Bamsoet Minta Anggota DPR dan ASN Taat Bayar Pajak
Ketua DPR Bambang Soesatyo saat berbicara dalam peringatan Hari Antikorupsi Sedunia. ( Foto: Beritasatu TV )
Hotman Siregar / FER Rabu, 20 Maret 2019 | 19:50 WIB

Jakarta, Beritasatu.com - Ketua DPR, Bambang Soesatyo (Bamsoet), melaporkan Surat Pemberitahuan (SPT) tahunan pribadi melalui Direktorat Jenderal Pajak dan LHKPN melalui coaching clinic e-LHKPN yang ada di DPR, Rabu (20/3/2019). Bamsoet mengajak seluruh anggota DPR dan warga negara yang sudah menjadi wajib pajak untuk memenuhi kewajiban membayar dan melaporkan SPT kepada negara.

Baca Juga: Ketua DPR Minta Ditjen PAS Tingkatkan Kinerja

Menurut Bamsoet, pajak merupakan salah satu sumber penghasilan negara untuk membiayai pembangunan nasional. Dalam APBN 2019 yang disahkan pada Oktober 2018, DPR dan pemerintah menargetkan penerimaan perpajakan sebesar Rp 1.786,4 triliun, meningkat dari outlook 2018 sebesar Rp 1.548 triliun.

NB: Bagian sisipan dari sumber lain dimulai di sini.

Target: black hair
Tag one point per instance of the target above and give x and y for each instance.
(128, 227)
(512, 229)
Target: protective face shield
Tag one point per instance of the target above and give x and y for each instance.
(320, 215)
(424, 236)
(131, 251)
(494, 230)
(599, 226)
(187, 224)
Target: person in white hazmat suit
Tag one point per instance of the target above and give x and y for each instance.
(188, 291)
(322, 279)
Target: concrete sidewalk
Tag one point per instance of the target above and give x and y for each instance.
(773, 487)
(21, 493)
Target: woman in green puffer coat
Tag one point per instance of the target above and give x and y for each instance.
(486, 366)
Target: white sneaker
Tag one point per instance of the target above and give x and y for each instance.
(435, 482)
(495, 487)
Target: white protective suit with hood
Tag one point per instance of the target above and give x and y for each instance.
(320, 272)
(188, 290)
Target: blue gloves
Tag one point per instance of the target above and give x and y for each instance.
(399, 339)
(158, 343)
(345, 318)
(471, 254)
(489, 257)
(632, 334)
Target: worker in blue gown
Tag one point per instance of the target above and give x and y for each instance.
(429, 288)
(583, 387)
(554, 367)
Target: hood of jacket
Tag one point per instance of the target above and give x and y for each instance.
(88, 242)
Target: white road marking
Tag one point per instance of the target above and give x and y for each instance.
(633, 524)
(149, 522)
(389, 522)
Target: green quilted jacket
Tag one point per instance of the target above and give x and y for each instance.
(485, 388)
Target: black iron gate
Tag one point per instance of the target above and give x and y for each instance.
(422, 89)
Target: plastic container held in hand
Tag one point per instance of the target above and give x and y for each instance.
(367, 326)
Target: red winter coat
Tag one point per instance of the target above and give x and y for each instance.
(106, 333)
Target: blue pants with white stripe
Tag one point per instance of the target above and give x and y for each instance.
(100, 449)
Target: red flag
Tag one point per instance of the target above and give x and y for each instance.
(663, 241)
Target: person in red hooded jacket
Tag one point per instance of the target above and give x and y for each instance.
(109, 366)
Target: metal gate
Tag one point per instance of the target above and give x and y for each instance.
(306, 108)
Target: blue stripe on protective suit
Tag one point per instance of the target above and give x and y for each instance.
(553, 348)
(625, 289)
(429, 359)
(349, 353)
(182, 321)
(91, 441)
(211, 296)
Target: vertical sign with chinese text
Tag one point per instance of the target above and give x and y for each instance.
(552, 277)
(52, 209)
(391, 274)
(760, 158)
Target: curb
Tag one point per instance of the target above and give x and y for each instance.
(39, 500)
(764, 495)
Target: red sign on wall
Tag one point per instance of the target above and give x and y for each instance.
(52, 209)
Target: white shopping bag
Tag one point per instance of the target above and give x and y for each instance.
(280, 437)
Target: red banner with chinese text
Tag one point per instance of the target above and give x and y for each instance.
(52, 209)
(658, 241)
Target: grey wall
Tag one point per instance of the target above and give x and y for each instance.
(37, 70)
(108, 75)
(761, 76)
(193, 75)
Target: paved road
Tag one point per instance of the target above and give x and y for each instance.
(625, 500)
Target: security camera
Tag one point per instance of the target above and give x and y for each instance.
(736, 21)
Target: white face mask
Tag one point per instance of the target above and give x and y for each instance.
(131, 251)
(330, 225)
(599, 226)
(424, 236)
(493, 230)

"Untuk menyukseskannya, perlu kerja sama dan dukungan dari setiap wajib pajak untuk membayar dan melaporkan pajak. Sehingga bisa turut membangun Indonesia menjadi lebih baik," ujar Bamsoet saat membuka coaching clinic SPT Tahunan Pribadi dan LHKPN 'DPR Taat Lapor Pajak', di Loby Gedung Nusantara III DPR, Jakarta.

Baca Juga: Pelaporan SPT Naik dari Tahun Lalu

Melalui coaching clinic yang dilakukan hari ini, Bamsoet berharap seluruh jajaran aparatur sipil negara (ASN) di Sekretariat Jenderal dan Badan Keahlian DPR  bisa menjadi motor penggerak dalam peningkatan kepatuhan wajib pajak dalam melaporkan SPT. Dengan jumlah keseluruhan ASN di Indonesia mencapai 4.351.490, ASN harus menjadi teladan bagi wajib pajak lainnya. Hal itu bisa dimulai dari ASN di lingkungan DPR.

"Waktu batas akhir pelapor itu kan tanggal 31 Maret 2019, termasuk juga batas pelaporan LHKPN pajak itu juga 31 Maret 2019. Makanya kita gelar ini sekaligus kita tunjukkan kepada publik bahwa DPR juga taat pajak," kata Bamsoet.

Baca Juga: Baru 75 Legislator yang Laporkan Hartanya

Menurut Bamsoet, anggota DPR pada dasarnya berkewajiban melaporkan pajaknya melalui SPT dan LHKPN dan masa awal dan akhir jabatan. Pelaporan itu dilakukan guna memonitoring kekayaan dari para wakil rakyat.

"Kami juga punya kesadaran bahwa kalau bisa dilakukan setiap tahun kita lakukan apalagi nanti dibarengi dengan pelaporan pajak akan mudah tinggal di split angka," tutur Bamsoet.

Pelatihan pajak ini dinilai bagus bagi para elemen pemerintah. Bahkan, kata Bamsoet, lembaga lain juga perlu mendapatkan pelatihan ini.

"Kalau mau diuber-uber eksekutif lah, jangan anggota DPR terus. Jadi, saran saya mereka sudah punya cukup kesadaran tinggi. Saya liat kementerian juga banyak yang belum sama sekali," kata Bamsoet.